少しだけ肌寒い梅雨時の夕方、トウヤと2人手を繋いで歩いて帰った。
「……俺、先輩のこと性欲の捌け口とか思った事ありませんから」
帰り道、トウヤはポツリとそう呟いた。
それはともすれば聞き逃してしまいそうな程の極々小さな声で、Nは理解するのに多少の時間を要した。
「……本当?」
「こんな事で嘘つきません。……そもそも、何でただの性欲処理でわざわざ野郎を抱かなきゃいけないんですか」
「それは、そうかもしれないけど……」
その辺の欲求がイマイチ淡泊らしいNにはよく解らなかったが、よく考えてみれば確かにトウヤの言う通りなのかもしれない。普通の男なら、薄っぺらくて硬い男の体なんかよりも柔らかくて可愛い女の子の方が良いのは当然だろう。
そう、普通ならば。
(でもトウヤは、ボクのことを抱きたがる)
それは何故?
ずっと、胸を巣くっていた疑問。だけど怖くて口に出来なかった疑問。
「ねぇトウヤは……ボクのこと、どう思っているの?」
トウヤはその質問に嫌そうに顔をしかめ、だが諦めたように一つ溜息をつくと、ポツポツとNに向かって語り出した。Nの手を握る手に、僅かに力を込めて。
「視線が、気になったんです」
「……視線?」
「はい。アンタ俺のことずっと見てたでしょ」
……気付かれてたのか。
隠してたつもりだったモノが実はバレバレだった事が判明した羞恥に、Nは顔を俯ける。
続くトウヤの"最初はまぁ、正直勘弁って思いました"という言葉に、胸がチクリと痛んだ。
「だけど、ある時気付いたんです。
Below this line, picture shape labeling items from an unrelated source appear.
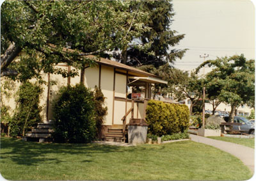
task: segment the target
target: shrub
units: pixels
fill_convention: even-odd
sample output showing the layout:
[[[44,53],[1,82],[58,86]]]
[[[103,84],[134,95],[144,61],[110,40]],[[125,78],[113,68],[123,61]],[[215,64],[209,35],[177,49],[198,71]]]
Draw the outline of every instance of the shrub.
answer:
[[[96,134],[93,93],[84,85],[62,87],[54,103],[55,142],[89,143]]]
[[[100,127],[103,123],[103,117],[107,114],[108,107],[103,107],[102,104],[104,102],[106,97],[104,97],[102,92],[100,88],[95,86],[94,90],[94,104],[95,111],[95,121],[97,132],[98,136],[100,130]]]
[[[185,105],[150,100],[146,111],[148,133],[152,134],[161,136],[183,132],[189,125],[189,113]]]
[[[17,91],[17,107],[10,122],[12,136],[24,136],[28,128],[42,121],[39,106],[42,88],[36,84],[23,83]]]

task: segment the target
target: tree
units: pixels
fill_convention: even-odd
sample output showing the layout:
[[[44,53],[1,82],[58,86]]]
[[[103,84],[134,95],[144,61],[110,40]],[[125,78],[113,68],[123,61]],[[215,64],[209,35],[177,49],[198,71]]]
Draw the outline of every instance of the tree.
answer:
[[[63,76],[76,75],[52,65],[60,62],[77,68],[93,65],[94,60],[84,56],[99,55],[116,47],[123,49],[131,43],[131,37],[139,37],[149,30],[143,24],[148,12],[141,11],[140,6],[132,12],[127,10],[138,3],[133,1],[4,1],[1,15],[1,76],[26,74],[31,68],[30,78],[40,77],[42,70]],[[133,29],[127,28],[129,26]],[[67,47],[74,51],[67,52],[63,49]],[[19,68],[20,66],[14,59],[22,51],[27,55],[23,57],[23,62],[36,66]]]
[[[143,31],[140,36],[131,37],[131,40],[136,43],[128,44],[114,57],[132,66],[154,65],[156,67],[180,59],[186,49],[172,49],[172,47],[178,44],[185,35],[177,35],[170,28],[175,15],[171,1],[143,1],[138,6],[141,11],[148,13],[143,25],[148,27],[149,31]],[[131,7],[130,11],[135,10]],[[131,29],[136,27],[135,24],[130,24]]]
[[[255,99],[254,60],[246,60],[243,54],[218,58],[201,64],[196,72],[205,65],[214,67],[207,76],[216,78],[214,85],[220,86],[217,88],[219,99],[231,105],[228,121],[233,121],[236,107],[244,104],[251,105]]]

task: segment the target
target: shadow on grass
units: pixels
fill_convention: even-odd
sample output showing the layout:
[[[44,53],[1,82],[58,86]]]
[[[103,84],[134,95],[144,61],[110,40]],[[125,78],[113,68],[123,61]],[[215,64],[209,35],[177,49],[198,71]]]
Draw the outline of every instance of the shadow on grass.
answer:
[[[71,155],[93,157],[92,154],[122,152],[120,146],[100,145],[97,144],[65,144],[65,143],[38,143],[25,142],[13,138],[1,139],[1,159],[11,159],[18,164],[32,166],[38,163],[65,162],[58,158],[49,158],[48,154],[61,155],[68,157]],[[7,160],[8,160],[7,159]],[[93,162],[91,160],[81,160],[81,162]]]

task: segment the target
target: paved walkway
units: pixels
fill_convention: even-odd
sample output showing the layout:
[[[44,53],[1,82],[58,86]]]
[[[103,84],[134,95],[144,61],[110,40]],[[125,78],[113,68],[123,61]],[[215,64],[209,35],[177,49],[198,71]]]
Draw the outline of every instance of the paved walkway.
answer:
[[[189,134],[191,141],[209,145],[239,158],[254,173],[254,149],[233,143]]]

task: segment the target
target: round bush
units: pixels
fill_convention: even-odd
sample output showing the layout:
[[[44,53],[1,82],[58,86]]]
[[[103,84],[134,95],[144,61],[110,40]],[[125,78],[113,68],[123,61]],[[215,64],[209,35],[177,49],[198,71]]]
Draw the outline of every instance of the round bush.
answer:
[[[90,143],[95,139],[93,93],[84,85],[61,88],[54,113],[55,142]]]
[[[161,136],[184,132],[188,127],[189,112],[186,105],[150,100],[146,111],[149,134]]]

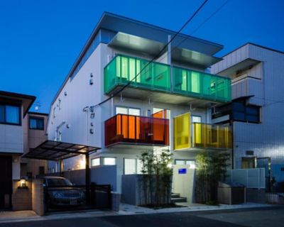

俺を見てるアンタの姿が、いつも一人だって事に……淋しそうな目をして、俺のこと見てるって事に。――そのくせ、俺が野球してる時だけはやけに幸せそうな顔して俺のこと見てくるし」
落ち着かない様子で、トウヤは道端の石ころを蹴った
「わけ解らない人だと思いました。でもそれ以来、何となくアンタの視線に気付くと落ち着かない気分になって。今日もあんな淋しそうな目をしてるんだろうかとか考えて。そんな自分に苛々して……だから、ベルが――俺の友人が実験室で先輩の教科書見付けた時は、丁度良い口実が出来たと思いました。教科書を届けてやるついでに、こう言うつもりだったんです……"鬱陶しいから俺の事を見るのをやめろ"って。話した事さえ無いアンタに振り回されてる事実が腹立たしかったんです」
そこまで言って、トウヤは気まずそうに一旦言葉を切った。
余程言いにくい事なのだろうか。それまで淡々と語っていたトウヤの言葉が、急に不明瞭になる。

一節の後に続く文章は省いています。